Mais sobre o isolamento brasileiro
Longe de serem episódios isolados, tais contradições expõem uma falha metodológica estrutural. Governos sucessivos — independentemente de orientação ideológica — confundem protecionismo com soberania e gestos unilaterais com autonomia. A consequência é um isolamento progressivo, manifestado em três dimensões críticas:
perda de influência regional, como evidenciado por acordos bilaterais secretos com a China que minam o Mercosul, cujo comércio intrazona estagnou em 15% do total (contra 60% na UE);
custos econômicos mensuráveis, com o Brasil representando apenas 1,2% do comércio global (Organização Mundial do Comércio, 2025), abaixo do potencial de sua economia; e
desconfiança sistêmica, expressa na 68ª posição do país no Índice de Credibilidade Comercial (Heritage Foundation, 2024).
A reconquista da relevância internacional exige mais que retórica. Requer harmonização tarifária transparente, reduzindo a média de proteção industrial para menos de 7%; alinhamento geopolítico verificável, abandonando parcerias que contradigam posições multilaterais; e reformulação do Mercosul como plataforma negociadora integrada, não escudo para unilateralismos.

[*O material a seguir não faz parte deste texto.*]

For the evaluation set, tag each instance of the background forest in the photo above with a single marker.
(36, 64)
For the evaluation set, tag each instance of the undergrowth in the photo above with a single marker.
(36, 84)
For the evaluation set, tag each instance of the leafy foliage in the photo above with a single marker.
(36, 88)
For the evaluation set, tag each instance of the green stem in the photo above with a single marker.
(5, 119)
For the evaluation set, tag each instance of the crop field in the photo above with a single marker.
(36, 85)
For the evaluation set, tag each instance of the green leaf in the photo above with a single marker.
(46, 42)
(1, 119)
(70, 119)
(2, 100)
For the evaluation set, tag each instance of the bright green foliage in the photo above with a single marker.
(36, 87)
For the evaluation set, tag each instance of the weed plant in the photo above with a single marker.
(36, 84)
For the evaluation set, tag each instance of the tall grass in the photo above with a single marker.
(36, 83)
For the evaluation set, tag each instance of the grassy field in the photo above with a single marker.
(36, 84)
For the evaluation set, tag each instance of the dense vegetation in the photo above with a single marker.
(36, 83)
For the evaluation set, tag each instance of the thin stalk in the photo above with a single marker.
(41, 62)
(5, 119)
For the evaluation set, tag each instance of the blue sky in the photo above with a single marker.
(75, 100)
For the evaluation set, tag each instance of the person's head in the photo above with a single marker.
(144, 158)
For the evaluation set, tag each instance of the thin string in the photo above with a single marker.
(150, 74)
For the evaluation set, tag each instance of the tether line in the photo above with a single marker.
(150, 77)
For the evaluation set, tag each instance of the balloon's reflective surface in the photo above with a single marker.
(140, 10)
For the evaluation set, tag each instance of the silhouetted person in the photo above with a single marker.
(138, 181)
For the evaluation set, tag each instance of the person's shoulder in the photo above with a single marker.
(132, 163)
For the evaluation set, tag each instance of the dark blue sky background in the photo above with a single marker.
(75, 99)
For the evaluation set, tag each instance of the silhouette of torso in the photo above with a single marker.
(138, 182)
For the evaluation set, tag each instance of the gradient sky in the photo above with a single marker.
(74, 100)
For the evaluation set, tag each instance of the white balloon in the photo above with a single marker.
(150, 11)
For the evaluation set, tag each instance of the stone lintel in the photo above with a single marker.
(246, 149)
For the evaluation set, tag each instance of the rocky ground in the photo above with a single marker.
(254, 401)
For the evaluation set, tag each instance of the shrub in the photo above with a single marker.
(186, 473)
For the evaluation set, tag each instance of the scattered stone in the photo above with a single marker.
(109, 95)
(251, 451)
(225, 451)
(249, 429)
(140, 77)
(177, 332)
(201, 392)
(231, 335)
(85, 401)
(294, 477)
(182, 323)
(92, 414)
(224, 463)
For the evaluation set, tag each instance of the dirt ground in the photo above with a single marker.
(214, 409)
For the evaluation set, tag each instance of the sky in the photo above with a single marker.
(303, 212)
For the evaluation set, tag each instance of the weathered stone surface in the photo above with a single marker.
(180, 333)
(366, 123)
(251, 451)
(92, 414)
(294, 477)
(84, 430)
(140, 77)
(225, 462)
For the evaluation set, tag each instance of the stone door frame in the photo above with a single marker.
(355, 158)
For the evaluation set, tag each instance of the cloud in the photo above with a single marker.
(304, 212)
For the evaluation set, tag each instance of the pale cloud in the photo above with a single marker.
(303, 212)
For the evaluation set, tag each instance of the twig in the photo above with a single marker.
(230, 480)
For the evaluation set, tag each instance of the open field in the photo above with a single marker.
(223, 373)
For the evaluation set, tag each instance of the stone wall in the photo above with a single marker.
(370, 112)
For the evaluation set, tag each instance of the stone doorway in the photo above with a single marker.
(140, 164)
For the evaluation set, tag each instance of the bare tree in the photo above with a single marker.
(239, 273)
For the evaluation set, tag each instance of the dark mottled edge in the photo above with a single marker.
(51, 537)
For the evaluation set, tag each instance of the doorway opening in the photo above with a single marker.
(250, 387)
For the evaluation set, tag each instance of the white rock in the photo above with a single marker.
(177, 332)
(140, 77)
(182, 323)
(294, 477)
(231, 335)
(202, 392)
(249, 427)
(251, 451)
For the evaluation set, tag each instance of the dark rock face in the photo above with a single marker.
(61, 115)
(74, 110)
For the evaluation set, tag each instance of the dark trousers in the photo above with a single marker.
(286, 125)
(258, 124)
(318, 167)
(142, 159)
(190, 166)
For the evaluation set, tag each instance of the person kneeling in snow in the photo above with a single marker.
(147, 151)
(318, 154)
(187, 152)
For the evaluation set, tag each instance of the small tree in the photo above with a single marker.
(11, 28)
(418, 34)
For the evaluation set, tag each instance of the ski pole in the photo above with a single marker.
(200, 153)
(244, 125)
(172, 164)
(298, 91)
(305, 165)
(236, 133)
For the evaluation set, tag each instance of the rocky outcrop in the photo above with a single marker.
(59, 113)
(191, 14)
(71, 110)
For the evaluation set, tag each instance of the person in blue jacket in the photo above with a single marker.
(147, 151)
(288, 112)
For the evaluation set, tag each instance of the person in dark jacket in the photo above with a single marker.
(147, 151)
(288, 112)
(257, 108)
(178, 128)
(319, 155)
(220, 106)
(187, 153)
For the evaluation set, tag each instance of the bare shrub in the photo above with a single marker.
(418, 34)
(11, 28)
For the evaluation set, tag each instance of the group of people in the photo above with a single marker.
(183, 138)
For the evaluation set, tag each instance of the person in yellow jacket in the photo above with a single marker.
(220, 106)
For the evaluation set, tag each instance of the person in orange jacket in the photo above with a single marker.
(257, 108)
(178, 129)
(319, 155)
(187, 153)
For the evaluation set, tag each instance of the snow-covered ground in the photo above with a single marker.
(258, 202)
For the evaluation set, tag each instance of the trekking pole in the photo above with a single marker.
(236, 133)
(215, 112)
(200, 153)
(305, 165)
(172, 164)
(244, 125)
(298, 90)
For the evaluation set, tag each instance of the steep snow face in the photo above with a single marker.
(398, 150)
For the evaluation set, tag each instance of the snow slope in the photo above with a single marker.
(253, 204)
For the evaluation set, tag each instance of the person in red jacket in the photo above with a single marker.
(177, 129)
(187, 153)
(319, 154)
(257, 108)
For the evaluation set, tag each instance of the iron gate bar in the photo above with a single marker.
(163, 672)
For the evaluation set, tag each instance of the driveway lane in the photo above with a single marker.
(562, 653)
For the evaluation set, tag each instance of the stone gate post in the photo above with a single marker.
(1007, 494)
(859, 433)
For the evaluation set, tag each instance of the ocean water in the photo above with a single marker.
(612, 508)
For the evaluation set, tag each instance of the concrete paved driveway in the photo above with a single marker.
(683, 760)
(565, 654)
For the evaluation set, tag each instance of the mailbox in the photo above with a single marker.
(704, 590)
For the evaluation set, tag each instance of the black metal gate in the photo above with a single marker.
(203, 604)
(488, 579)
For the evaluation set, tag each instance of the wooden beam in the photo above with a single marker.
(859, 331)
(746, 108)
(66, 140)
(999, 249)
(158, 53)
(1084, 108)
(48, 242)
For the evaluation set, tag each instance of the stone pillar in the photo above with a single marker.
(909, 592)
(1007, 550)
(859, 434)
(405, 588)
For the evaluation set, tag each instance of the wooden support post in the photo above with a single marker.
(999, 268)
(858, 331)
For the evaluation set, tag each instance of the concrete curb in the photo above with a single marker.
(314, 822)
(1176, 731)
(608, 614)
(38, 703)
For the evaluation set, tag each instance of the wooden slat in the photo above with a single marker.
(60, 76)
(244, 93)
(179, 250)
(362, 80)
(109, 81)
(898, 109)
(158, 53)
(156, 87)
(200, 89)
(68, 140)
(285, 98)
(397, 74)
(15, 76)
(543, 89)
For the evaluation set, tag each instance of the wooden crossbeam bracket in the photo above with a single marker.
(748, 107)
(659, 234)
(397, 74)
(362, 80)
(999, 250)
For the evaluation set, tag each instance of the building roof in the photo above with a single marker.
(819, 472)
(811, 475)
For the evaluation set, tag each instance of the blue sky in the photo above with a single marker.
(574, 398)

Na economia global pós-pandêmica — onde cadeias de valor se reorganizam sob critérios de confiabilidade —, o Brasil não pode pagar o preço da incoerência. Como alerta Ángel Gurría, ex-secretário-Geral da Organização para a Cooperação e Desenvolvimento Económico: “Na nova geografia comercial, credibilidade é a moeda mais forte”. Resta saber se o Brasil aprenderá a emiti-la.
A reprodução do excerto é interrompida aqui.